Sezon 2019 był dla Andreasa Jonssona bardzo trudny. Rok temu awansował ze Speed Car Motorem Lublin i dostał szansę powrotu do PGE Ekstraligi. Jednak już w pierwszym meczu z MrGarden GKM Grudziądz doznał kontuzji, która wykluczyła go z jazdy. Po powrocie na tor kapitan beniaminka nie zachwycał. Jego średnia biegowa w zakończonym szczęśliwie dla Motoru sezonie wyniosła 1,175 pkt.

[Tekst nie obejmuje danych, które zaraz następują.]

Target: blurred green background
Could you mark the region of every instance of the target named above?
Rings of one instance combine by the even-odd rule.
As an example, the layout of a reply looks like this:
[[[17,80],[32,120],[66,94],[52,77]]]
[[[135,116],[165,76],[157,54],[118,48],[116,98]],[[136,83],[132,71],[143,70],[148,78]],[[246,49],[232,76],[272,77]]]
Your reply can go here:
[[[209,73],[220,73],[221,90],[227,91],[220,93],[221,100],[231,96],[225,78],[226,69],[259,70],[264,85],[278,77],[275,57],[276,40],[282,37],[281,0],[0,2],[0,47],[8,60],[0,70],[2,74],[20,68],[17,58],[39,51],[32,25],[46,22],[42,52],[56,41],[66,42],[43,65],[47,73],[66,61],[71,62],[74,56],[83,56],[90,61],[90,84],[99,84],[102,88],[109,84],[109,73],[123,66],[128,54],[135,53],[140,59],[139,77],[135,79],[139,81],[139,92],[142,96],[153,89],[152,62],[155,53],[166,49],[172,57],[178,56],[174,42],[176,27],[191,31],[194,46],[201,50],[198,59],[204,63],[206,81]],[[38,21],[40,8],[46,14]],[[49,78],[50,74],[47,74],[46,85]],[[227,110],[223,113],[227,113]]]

W rozmowie ze szwedzkim portalem internetowym AJ poinformował o swoim rozbracie z żużlem: -Miniony sezon był dla mnie niezwykle męczący i cieszę się, że go ukończyłem. Walczyłem z bólem gardła, pleców i ramion. Jeżdżę na żużlu odkąd skończyłem trzynaście lat i potrzebuję przerwy. Może za jakiś czas wrócę do speedway'a.
Andreas Jonsson to były wicemistrz świata. Oprócz Speed Car Motoru Lublin w Polsce reprezentował Stal Gorzów, Włókniarza Częstochowa, Apator Toruń, Polonię Bydgoszcz, Falubaz Zielona Góra i ROW Rybnik.